Вероника аккуратно присаживается на другой стул и поправляет кофту. Под кофту надето белое белье. Серебряная цепочка плотно облегает веснушчатую шею.
– Я немного нервничала перед вашим визитом. Не знаю, будет ли польза от моих рассказов и есть ли о чем говорить. Но вам придется принять это.

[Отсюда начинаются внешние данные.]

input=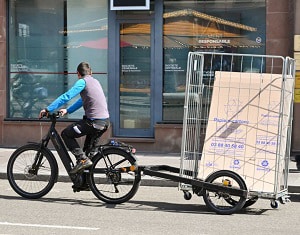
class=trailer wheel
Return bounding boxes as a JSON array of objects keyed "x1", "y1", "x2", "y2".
[
  {"x1": 203, "y1": 170, "x2": 247, "y2": 215},
  {"x1": 183, "y1": 191, "x2": 192, "y2": 200},
  {"x1": 270, "y1": 200, "x2": 278, "y2": 209}
]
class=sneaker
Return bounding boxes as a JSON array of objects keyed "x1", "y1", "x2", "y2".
[{"x1": 70, "y1": 158, "x2": 93, "y2": 174}]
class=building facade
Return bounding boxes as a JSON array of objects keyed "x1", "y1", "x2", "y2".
[{"x1": 0, "y1": 0, "x2": 300, "y2": 153}]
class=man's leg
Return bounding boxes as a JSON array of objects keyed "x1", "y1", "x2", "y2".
[{"x1": 61, "y1": 120, "x2": 93, "y2": 174}]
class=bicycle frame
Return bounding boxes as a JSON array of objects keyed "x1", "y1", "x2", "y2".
[{"x1": 37, "y1": 114, "x2": 74, "y2": 175}]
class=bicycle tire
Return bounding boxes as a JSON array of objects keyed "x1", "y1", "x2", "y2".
[
  {"x1": 89, "y1": 148, "x2": 141, "y2": 204},
  {"x1": 7, "y1": 144, "x2": 58, "y2": 199},
  {"x1": 203, "y1": 170, "x2": 247, "y2": 215}
]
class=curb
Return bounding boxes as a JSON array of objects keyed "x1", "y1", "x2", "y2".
[{"x1": 0, "y1": 172, "x2": 300, "y2": 193}]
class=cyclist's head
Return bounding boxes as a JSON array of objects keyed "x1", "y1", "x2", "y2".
[{"x1": 77, "y1": 62, "x2": 92, "y2": 77}]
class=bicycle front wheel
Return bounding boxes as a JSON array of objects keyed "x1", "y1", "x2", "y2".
[
  {"x1": 89, "y1": 148, "x2": 141, "y2": 204},
  {"x1": 7, "y1": 144, "x2": 58, "y2": 199}
]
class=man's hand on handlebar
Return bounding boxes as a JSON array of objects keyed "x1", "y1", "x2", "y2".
[
  {"x1": 59, "y1": 109, "x2": 68, "y2": 116},
  {"x1": 39, "y1": 109, "x2": 49, "y2": 119}
]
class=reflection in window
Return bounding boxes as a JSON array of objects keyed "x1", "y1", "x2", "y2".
[
  {"x1": 9, "y1": 0, "x2": 107, "y2": 118},
  {"x1": 163, "y1": 0, "x2": 266, "y2": 121}
]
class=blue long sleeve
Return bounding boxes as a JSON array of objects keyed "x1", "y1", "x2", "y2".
[{"x1": 47, "y1": 79, "x2": 85, "y2": 112}]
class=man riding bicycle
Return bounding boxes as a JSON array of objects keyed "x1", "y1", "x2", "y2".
[{"x1": 39, "y1": 62, "x2": 109, "y2": 174}]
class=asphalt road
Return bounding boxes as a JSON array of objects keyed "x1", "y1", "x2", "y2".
[{"x1": 0, "y1": 180, "x2": 300, "y2": 235}]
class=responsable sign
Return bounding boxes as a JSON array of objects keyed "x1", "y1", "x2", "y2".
[{"x1": 110, "y1": 0, "x2": 150, "y2": 10}]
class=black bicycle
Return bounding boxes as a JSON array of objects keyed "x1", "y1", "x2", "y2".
[{"x1": 7, "y1": 113, "x2": 141, "y2": 204}]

– Конечно, – подтверждаю я, успокаивающе кивая. – Какая уютная квартира. Вы давно здесь живете?
– Давно ли я здесь живу? Скоро будет два года вроде. Мой муж Уно умер незадолго до того, как я сюда переехала. Я не хотела жить в доме в одиночестве, особенно после инсульта. Правая половина тела не очень хорошо мне подчиняется, именно поэтому я хожу с тростью. Мне повезло, что удалось вовремя продать дом, когда подвернулся этот вариант. Сюда многие хотят попасть. И получить здесь место не так просто.
Вероника протягивает руку за кофе. Я наблюдаю, как она методично кладет в чашку три кусочка сахара и размешивает.
– Вам здесь нравится? – спрашиваю я.
– Да, конечно! Здесь все очень хорошо устроено. Всегда есть с кем поговорить, если захочешь, хотя в это время года я предпочитаю ужинать на балконе. Отсюда открывается прекрасный вид на двор. Только сейчас очень много пыльцы. – Она слегка дует на кофе. По нему идет рябь, как по морской воде на ветру.
– Красивый город, насколько я успела заметить, – говорю я, не без оттенка лести.
– Да, природа здесь по-прежнему великолепна. А так, Бостад прославился сносом всех красивых старинных зданий, в том числе в Ма́лене – в районе, где располагался пансионат моей мамы. В Мёлле сохранили намного больше. И к нам сюда толпами приезжают теннисисты с болельщиками[9]9
В Бостаде расположен самый большой в северных странах открытый теннисный стадион Båstad Tennis Stadium, где, в частности, ежегодно проходит теннисный турнир Swedish Open.
[Закрыть]. Но они ведь еще не успели заполонить город?
– Я ни одного не видела, – признаюсь я.
– Сезон еще не начался. А как начнется, цены на все взлетят.
Вероника нервно теребит цепочку на шее.
Взяв овсяное печенье, раскусываю хрустящее кружево. Знакомый сладкий вкус, как в детстве.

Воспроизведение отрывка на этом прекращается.